Indemnification from negligent acts or omissions
Protection by contract
If you’ve ever driven by the scene of a fender bender, then you’ve witnesses your garden variety negligence. Most car wrecks can be classified has occurring because of the negligence of someone. A driver backs into his neighbor’s car because he “didn’t see it,” or two vehicles merge into the same lane from opposite sides and smash into one another because they “had no idea that guy was there”. Drivers carry insurance to defray the costs of negligent accidents, whether caused by themselves or by another negligent driver.
Negligence occurs with the community association management world, too. As a community association manager, you may worry about how your action or inaction could cause you financial harm. Section 468.4334 addresses one way to handle potential financial hardships to you in the future, and that’s through a contract.
Section 468.4334(2)(a) allows a community association to hold harmless a community association manager (or community association management firm) for ordinary negligence resulting from the community association manager or firm’s act or omission. The act or omission must be the result of an instruction or direction of the community association, and in such event, the community association indemnifies and holds harmless the community association manager and the community association management firm for ordinary negligence.

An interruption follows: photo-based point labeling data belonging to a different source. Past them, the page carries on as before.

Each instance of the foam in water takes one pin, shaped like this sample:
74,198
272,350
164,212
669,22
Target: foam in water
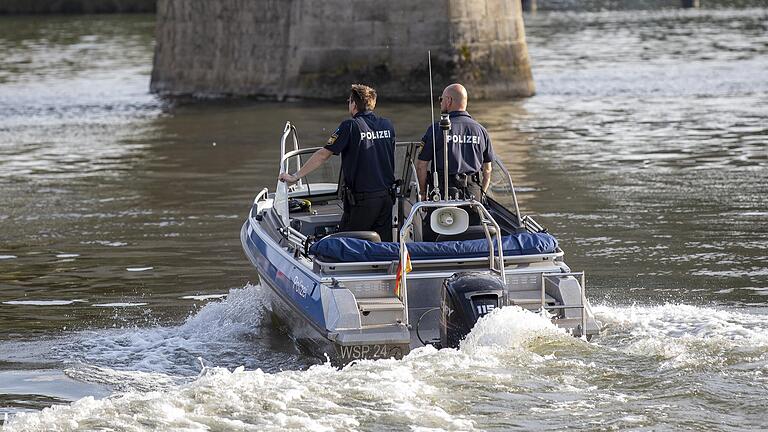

Any such indemnification clause in the contract may not cover any act or omission that violates a criminal law; derives an improper personal benefit, either directly or indirectly; is grossly negligent; or is reckless, is in bad faith, is with malicious purpose, or is in a manner exhibiting wanton and willful disregard of human rights, safety, or property.
Like the garden variety car wreck case, the community association manager or firm is not protected if the act or omission was anything other than “an honest mistake”.